Feds flunk Web privacy, GAO says
The federal government could do a better job of practicing the privacy habits that it preaches for commercial Web sites, a GAO report says
The federal government could do a better job of practicing the privacy habits that the Federal Trade Commission preaches for commercial Web sites, according to a General Accounting Office report released Tuesday.
The report, which three Republican lawmakers commissioned in June, applied the FTC's "fair information practices" recommendations to 65 federal government Web sites, including the FTC's own site. According to the report, only 3 percent of the sites contained "elements" of all four of the fair-information practices decreed by the FTC.
The FTC wants a law requiring e-commerce companies to give consumers "conspicuous" notice when personal information is collected, options on how their personal information can be used, a chance to see what the company has collected on them and assurances that their information will be kept secure.
The FTC's May report said that while commercial sites had made some progress, the four criteria were far from standard practice and needed to be codified by Congress.
"People with glass Web sites should not throw stones," said Rep. Richard Armey (R-Texas), the House majority leader, in a statement. In June, Armey and Reps.
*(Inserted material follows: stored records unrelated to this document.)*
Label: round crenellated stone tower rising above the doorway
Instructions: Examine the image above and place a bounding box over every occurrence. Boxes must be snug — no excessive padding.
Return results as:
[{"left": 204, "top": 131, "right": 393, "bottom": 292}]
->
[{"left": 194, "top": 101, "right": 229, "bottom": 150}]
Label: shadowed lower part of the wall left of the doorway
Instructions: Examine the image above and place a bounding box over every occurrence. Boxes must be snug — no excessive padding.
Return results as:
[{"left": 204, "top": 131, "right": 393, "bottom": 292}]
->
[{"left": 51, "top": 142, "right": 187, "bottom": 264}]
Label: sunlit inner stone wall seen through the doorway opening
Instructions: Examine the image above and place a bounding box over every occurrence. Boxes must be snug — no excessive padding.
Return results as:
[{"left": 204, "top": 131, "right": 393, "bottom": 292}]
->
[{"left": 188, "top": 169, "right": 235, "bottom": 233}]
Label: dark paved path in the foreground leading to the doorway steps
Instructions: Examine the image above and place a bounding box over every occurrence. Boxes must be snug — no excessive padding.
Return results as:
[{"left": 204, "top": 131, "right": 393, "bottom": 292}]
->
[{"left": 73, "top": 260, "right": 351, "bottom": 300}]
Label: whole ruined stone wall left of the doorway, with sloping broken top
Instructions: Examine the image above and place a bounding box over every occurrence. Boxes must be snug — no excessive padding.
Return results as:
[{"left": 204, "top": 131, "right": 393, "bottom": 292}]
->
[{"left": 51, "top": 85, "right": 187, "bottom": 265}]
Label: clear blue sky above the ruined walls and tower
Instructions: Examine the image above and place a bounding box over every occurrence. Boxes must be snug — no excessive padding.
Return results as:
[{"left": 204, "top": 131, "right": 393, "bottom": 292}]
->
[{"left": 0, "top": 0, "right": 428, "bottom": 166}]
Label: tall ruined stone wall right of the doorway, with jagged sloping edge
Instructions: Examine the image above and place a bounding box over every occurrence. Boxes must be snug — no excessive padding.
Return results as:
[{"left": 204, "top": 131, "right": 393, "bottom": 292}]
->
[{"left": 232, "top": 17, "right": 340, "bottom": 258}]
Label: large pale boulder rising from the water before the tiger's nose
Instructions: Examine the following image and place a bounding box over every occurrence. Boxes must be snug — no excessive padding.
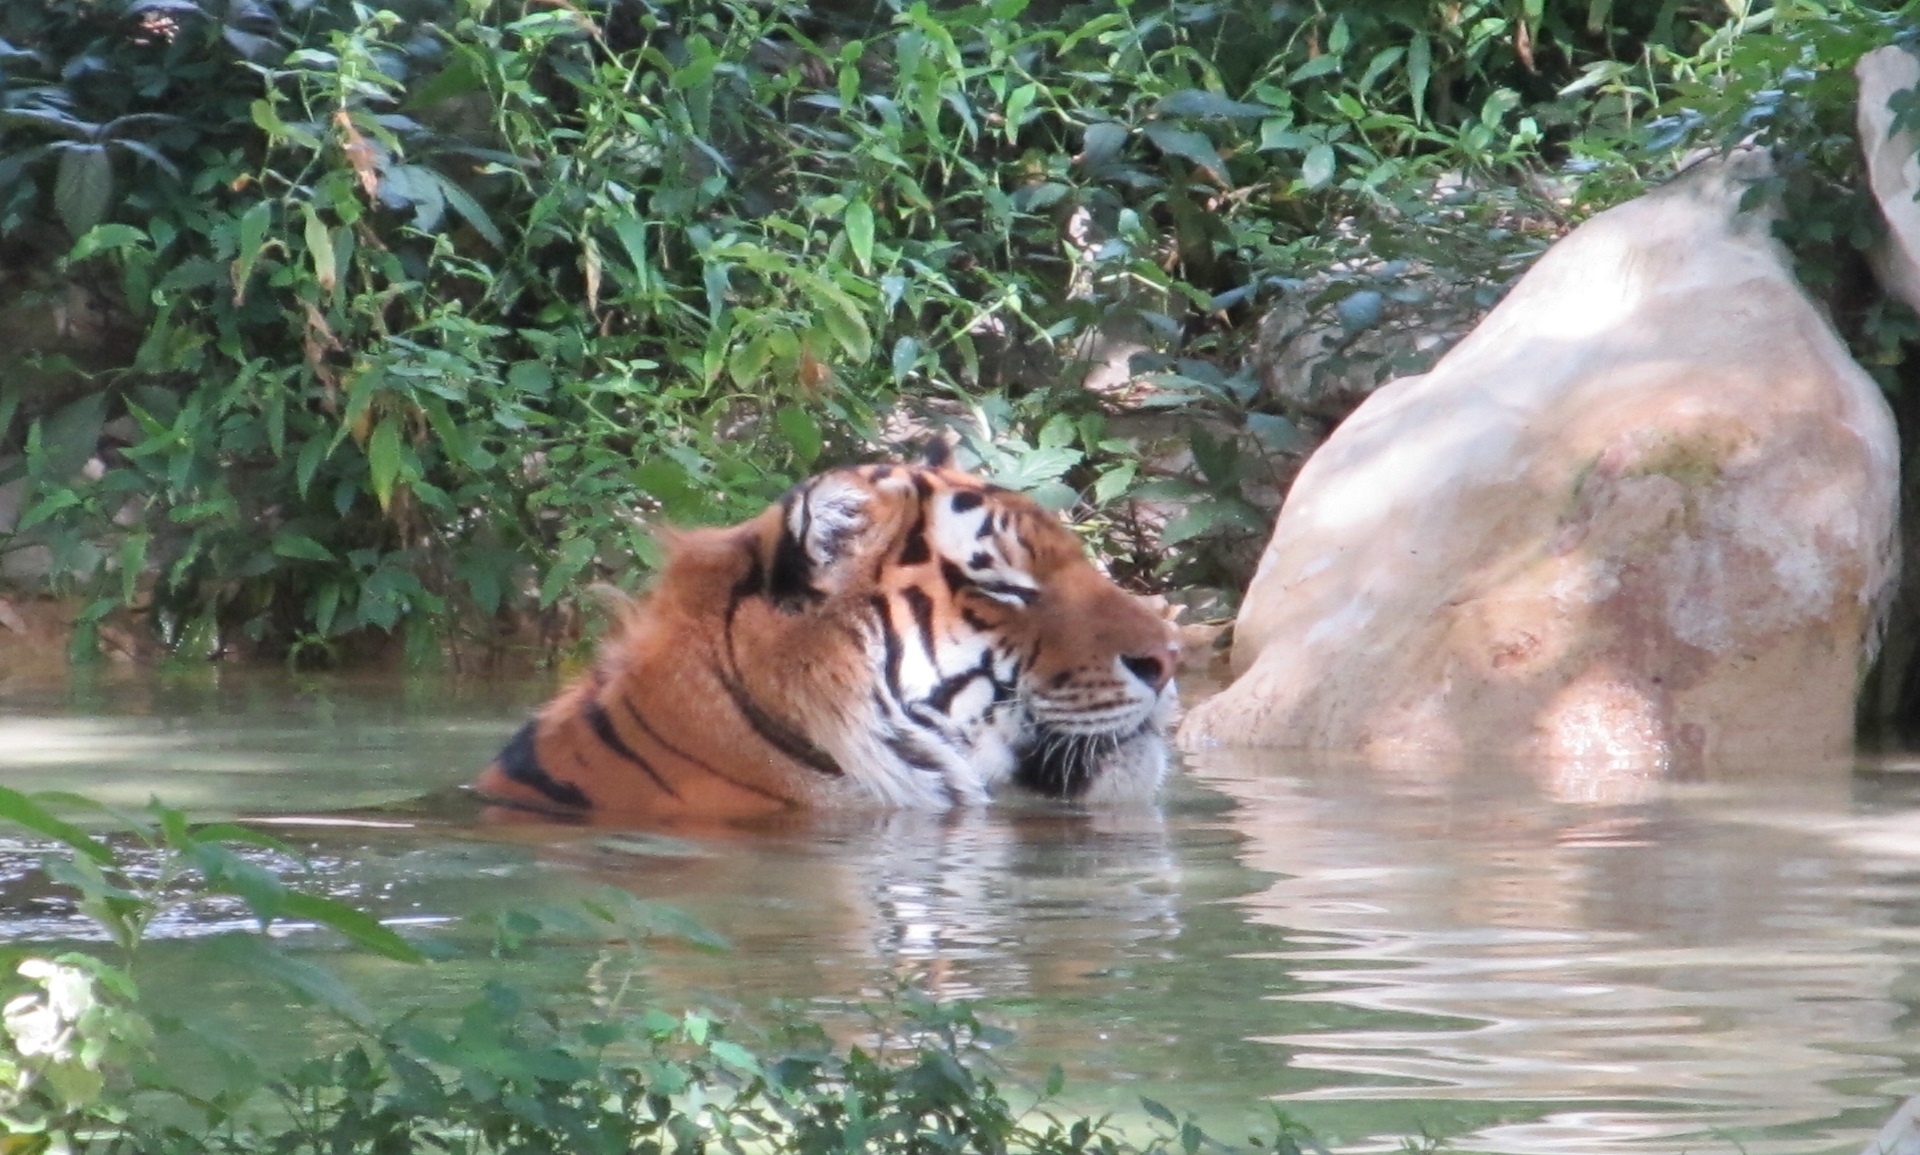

Billy Tauzin (R-La.) and Bob Goodlatte (R-Va.) wrote a letter to President Clinton and Vice President Al Gore charging that it would be "hypocritical for the federal government to mandate a standard on the private sector that it cannot itself meet."
The Clinton administration is dismissing the report as an invalid comparison of government and commercial Web sites. The administration says that use of personal information by federal Web sites is governed by the Privacy Act of 1974, a much tougher legal standard than the voluntary self-regulation employed by commercial sites.
"We believe that the statistics in this report are seriously misleading," said Peter Swire, the administration's chief privacy counselor.
Swire pointed to another GAO report released last week that found that 69 of 70 federal Web sites surveyed posted privacy notices. Swire said that the Privacy Act mandates that, with some exceptions, the federal government can't share personal data without the explicit consent of the individual, a stronger standard than that recommended by the FTC. Furthermore, Swire said, citizens have unfettered access to their data in government files.